HORT DER WISSENSCHAFT

Studie wozu? Keine lange Bank mehr!

MARTIN HAIDINGER
vom 01.12.2021

Erinnern Sie sich noch an Monica Lewinski? Die sexuelle Affäre, die der seinerzeitige US-amerikanische Präsident Bill Clinton mit ihr unterhielt, hätte ihn beinahe das Amt gekostet. Damals, in den 1990ern, ging unter uns Journalisten beiderlei Geschlechts ein kleines Bonmot um: Wenn Frau Lewinsky drüben über dem Großen Teich im Oval Office die Lippen ein wenig zu weit öffnet, hat das am anderen Ende der Welt, in Österreich, zur Folge, dass der Wissenschaftsbeitrag aus dem Ö1-Mittagsjournal fliegt.

Auch andere, viel banalere Kausalketten führten zu dem, was man im alten Reichskammergericht der frühen Neuzeit die "Lange Bank" genannt hatte. Das war jene Fläche, auf der die Akten in der Reihenfolge ihrer Dringlichkeit gelagert wurden. Wenn ein weniger wichtiges Konvolut zu lange unbehandelt blieb, wurde es so lange auf die lange Bank geschoben, bis es am Ende unter den Tisch fiel.

Gar nicht so selten mussten wir erleben, dass wir vielversprechende Forschungsergebnisse nicht in den Nachrichtensendungen unterbrachten, weil schon wieder irgendein drittklassiger Politiker Dummheiten absonderte, die unseren Beitrag aus dem Journal kickten. Das war in den 1990ern. Und heute?

Meine verehrungswürdige Kollegin Elke Ziegler aus der Redaktion Aktuelle Wissenschaft des ORF hat heuer als Erste unseres Genres den renommierten Robert-Hochner-Preis erhalten, und mein großartiger Kollege Günter Mayer wurde in seiner Eigenschaft als führender Journalist der aktuellen Wissenschaft im ORF-Fernsehen zum TV-Star und bekam 2021 eine "Romy" im Bereich Information. Gewiss hat die Pandemie bewirkt, dass man ihrem Schaffen mehr Aufmerksamkeit schenkt als früher, aber es sind vor allem ihre hervorragenden Leistungen, die ihnen zu Recht diese Ehrungen einbrachten.

Eigentlich müsste die weltweite Coronakrise die Stunde der Wissenschaft sein.
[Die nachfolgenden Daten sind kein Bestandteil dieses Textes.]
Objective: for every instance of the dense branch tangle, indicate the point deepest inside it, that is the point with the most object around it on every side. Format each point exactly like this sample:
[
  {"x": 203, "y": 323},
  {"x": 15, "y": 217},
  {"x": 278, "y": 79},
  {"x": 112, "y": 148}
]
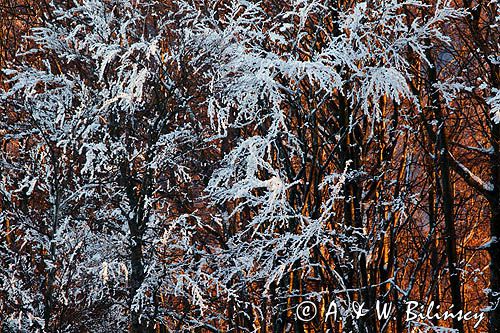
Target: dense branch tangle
[{"x": 207, "y": 166}]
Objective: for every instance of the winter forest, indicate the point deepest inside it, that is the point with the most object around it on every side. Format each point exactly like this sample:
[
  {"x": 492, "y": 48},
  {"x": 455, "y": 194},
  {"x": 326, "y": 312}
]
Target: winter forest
[{"x": 249, "y": 166}]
Noch nie nahmen so viele Menschen auf dem Erdenrund im eigenen Interesse so gespannt an den Aktivitäten naturwissenschaftlicher Forschung Anteil wie heute. Getrübt wird dieser Effekt allerdings vom Momentum schmerzhafter Dummheit und stupenden Aberglaubens, die laut aktuellem Eurobarometer den Menschen in Österreich eine blamable Spitzenposition in Sachen Wissenschaftsskepsis sichern. Mit anderen Worten: Kaum wo in Europa schert man sich im Volk so wenig um Science und Humanities wie hierzulande. Trotzdem werden wir uns nicht beirren lassen und nie wieder auf der langen Bank medialer Prioritäten landen -versprochen!